On Tue, 17. Sep 15:53 Iwan Gabovitch <qubodup@gmail.com> wrote:
>    Are there known games in Debian with license-problematic game data? I have
>    contributed to various projects to eliminate copyright/trademark
>    problematic data in the past (SuperTuxKart, Trigger Rally) and would be
>    glad to do it again.

Apart from game data packages in our non-free section, it happens from
time to time that sound or graphic files have to be removed to make the
package comply with the DFSG. Off the top of my head I had to remove
sounds in foobillardplus and recently in marsshooter.
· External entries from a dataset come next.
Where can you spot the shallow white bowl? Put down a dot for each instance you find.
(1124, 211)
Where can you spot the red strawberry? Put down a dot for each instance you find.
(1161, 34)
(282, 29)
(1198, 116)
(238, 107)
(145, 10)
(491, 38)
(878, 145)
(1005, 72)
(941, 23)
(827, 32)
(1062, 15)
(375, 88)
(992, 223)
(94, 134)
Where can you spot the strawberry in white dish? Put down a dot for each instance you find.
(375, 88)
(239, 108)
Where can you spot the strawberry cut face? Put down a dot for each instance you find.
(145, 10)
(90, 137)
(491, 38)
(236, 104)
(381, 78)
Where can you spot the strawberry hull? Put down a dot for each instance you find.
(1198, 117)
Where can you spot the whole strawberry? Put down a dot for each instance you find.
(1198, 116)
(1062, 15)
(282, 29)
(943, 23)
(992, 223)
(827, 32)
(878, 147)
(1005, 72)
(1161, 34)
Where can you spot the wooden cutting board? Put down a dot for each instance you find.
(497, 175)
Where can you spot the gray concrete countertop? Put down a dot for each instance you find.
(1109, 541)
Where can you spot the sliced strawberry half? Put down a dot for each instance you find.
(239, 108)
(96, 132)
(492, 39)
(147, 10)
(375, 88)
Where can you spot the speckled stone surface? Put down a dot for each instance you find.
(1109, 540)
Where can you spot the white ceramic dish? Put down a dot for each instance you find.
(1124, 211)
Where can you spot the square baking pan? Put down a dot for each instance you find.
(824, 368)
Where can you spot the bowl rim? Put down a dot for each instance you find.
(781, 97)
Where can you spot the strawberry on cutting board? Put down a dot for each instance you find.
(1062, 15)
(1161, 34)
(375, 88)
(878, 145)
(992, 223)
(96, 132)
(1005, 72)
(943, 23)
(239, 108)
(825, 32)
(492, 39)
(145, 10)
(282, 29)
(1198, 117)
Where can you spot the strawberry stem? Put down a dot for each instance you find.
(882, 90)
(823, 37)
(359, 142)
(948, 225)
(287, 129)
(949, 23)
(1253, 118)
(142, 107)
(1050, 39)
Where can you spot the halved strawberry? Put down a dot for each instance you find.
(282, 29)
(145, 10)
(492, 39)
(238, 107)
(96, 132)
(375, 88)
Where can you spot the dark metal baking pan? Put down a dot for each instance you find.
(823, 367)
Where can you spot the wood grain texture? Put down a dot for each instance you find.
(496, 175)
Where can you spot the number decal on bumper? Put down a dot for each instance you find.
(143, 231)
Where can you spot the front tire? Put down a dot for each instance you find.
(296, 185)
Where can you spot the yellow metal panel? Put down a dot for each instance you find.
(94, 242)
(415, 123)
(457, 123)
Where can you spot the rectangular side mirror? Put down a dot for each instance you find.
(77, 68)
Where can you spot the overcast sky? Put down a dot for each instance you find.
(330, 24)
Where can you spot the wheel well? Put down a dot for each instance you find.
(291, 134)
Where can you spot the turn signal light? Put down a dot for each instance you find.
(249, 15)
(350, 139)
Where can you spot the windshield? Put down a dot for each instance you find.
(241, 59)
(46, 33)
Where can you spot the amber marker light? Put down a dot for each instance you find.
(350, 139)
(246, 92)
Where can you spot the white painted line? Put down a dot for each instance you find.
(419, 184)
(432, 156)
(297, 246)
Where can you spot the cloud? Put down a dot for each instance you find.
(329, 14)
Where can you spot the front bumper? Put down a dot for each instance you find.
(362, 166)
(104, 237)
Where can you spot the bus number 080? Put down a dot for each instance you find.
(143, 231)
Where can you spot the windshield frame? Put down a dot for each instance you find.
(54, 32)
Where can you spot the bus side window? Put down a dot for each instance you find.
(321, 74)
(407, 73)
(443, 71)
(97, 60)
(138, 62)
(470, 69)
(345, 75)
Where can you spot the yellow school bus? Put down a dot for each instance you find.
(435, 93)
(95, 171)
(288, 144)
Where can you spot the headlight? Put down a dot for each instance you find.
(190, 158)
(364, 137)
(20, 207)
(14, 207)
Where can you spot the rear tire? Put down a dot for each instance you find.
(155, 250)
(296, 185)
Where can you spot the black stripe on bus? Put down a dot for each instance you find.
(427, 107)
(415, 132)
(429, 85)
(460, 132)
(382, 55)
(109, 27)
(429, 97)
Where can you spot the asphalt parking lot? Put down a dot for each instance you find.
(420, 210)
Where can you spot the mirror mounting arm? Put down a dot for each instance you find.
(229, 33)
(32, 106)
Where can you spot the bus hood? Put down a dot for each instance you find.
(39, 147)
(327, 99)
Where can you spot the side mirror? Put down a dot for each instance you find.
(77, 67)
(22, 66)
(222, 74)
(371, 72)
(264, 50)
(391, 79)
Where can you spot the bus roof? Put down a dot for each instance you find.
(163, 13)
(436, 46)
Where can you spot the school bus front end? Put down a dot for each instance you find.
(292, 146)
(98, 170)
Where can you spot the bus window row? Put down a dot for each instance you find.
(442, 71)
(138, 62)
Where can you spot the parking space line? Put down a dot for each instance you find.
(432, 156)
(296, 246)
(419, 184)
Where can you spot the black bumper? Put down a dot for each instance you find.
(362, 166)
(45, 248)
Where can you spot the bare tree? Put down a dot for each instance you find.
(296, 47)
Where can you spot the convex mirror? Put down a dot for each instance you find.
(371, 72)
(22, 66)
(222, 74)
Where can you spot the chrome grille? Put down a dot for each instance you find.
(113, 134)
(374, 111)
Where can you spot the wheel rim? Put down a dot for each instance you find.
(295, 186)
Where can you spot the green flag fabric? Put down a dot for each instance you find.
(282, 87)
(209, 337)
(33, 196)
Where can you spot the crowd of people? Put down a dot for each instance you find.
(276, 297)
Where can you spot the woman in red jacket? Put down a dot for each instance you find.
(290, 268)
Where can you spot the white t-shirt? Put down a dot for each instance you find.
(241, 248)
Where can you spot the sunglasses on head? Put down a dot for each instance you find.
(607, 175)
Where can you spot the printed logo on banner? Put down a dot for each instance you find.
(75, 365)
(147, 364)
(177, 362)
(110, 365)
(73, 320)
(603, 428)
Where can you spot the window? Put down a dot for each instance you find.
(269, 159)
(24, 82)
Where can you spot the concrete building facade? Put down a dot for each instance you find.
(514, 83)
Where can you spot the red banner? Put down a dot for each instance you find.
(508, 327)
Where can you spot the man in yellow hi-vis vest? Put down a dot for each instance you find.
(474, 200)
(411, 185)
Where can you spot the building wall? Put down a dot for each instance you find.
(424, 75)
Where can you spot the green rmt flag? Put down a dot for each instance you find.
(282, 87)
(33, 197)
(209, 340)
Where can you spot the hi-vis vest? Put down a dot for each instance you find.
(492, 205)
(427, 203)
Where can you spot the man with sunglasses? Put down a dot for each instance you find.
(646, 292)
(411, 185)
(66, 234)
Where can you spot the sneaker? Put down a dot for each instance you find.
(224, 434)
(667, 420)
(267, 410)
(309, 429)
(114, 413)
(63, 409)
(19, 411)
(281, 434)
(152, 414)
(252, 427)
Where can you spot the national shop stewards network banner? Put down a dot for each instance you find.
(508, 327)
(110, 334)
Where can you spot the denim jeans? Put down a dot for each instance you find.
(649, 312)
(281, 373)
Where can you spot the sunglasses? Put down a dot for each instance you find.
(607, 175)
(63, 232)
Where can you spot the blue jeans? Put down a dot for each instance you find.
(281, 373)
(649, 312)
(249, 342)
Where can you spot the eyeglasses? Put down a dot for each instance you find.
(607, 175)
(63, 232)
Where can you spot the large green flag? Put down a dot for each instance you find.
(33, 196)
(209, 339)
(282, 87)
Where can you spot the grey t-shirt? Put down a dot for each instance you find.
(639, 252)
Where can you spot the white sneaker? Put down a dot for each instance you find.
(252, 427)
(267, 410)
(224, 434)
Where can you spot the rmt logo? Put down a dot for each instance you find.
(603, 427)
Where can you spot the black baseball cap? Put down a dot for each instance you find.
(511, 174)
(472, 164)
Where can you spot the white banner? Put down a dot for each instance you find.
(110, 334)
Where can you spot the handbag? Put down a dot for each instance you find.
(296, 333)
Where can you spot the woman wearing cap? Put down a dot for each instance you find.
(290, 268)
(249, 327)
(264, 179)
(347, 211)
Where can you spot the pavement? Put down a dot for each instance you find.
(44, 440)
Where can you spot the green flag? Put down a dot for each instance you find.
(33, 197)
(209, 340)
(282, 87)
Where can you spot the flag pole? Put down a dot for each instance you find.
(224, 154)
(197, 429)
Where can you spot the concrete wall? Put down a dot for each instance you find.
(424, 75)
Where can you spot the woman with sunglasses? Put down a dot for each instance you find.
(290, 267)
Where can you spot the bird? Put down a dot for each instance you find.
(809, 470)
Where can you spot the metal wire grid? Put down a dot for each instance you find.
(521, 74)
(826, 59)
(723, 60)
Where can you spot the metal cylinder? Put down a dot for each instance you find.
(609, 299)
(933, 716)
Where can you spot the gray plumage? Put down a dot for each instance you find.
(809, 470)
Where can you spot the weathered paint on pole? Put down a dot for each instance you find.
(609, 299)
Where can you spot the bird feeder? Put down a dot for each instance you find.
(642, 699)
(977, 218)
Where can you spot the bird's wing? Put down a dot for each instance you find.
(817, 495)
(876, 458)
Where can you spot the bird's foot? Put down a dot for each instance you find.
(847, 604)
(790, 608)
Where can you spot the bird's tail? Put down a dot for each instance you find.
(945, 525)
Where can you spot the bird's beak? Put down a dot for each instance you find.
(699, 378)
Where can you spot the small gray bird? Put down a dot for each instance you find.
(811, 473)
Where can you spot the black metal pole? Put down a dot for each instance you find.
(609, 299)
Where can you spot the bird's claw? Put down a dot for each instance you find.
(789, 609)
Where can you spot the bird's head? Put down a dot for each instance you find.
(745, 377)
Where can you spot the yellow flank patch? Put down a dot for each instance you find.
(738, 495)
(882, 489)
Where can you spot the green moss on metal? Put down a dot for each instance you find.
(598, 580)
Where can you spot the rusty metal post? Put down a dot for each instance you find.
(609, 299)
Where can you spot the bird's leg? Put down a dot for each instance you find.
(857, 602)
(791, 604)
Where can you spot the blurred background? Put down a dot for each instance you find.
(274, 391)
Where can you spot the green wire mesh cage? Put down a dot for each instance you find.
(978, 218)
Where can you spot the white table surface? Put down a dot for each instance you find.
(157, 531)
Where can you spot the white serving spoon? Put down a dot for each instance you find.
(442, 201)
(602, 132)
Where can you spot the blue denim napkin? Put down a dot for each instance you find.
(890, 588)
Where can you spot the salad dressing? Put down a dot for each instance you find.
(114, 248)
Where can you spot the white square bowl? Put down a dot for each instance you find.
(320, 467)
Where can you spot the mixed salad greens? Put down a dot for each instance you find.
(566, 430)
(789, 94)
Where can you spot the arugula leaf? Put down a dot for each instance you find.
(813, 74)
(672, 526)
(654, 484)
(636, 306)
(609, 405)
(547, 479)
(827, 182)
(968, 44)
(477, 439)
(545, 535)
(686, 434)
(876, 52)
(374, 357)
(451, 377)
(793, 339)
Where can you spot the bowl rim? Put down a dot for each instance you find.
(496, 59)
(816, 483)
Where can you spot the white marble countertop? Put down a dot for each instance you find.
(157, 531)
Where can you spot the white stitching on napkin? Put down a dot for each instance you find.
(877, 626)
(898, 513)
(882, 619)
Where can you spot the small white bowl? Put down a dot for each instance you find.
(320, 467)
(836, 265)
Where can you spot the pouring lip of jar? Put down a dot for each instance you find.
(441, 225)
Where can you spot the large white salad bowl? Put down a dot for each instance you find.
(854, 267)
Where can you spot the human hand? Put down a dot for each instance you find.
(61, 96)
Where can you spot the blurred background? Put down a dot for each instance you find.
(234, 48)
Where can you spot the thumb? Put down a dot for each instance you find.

Older packages like
bloboats are also affected. If the license situation cannot be changed,
I think replacing the music will be more favorable than removing the

>      I was thinking about creating a "games-music" package myself that
>      includes a couple of free music files of different genres. This is
>      mainly because I have to replace the whole soundtrack of M.A.R.S, a game
>      I intend to package but I think other packages like foobillardplus could
>      also recommend or depend on it.
>    Having the same music in different games is not desirable to players or
>    game creators.
>    I would instead recommend to seek varied replacement from OpenGameArt's
>    Music section [2].

One big hassle with replacing files is that you not only have to look
for free and fitting replacements but that you need to repack your
tarball, incorporate the new files, write documentation from which site
you downloaded the content or create a get-orig-source target to
recreate your original sources reliably.

I think the main benefit of a centralized games-music package is that
maintainers don't have to bother anymore with these tasks. They can
focus on more pressing packaging work. All they have to do is to add a
dependency or a recommendation to the control file and symlink the
removed sound files to files in the games-music package.

If you keep this general goal in mind, it shouldn't be too hard to find
a variety of free music files and add them to the games-music source
package and split those files in different binary packages separated and
categorized in different music genres. It's then up to the maintainer
to decide what files should be played in-game.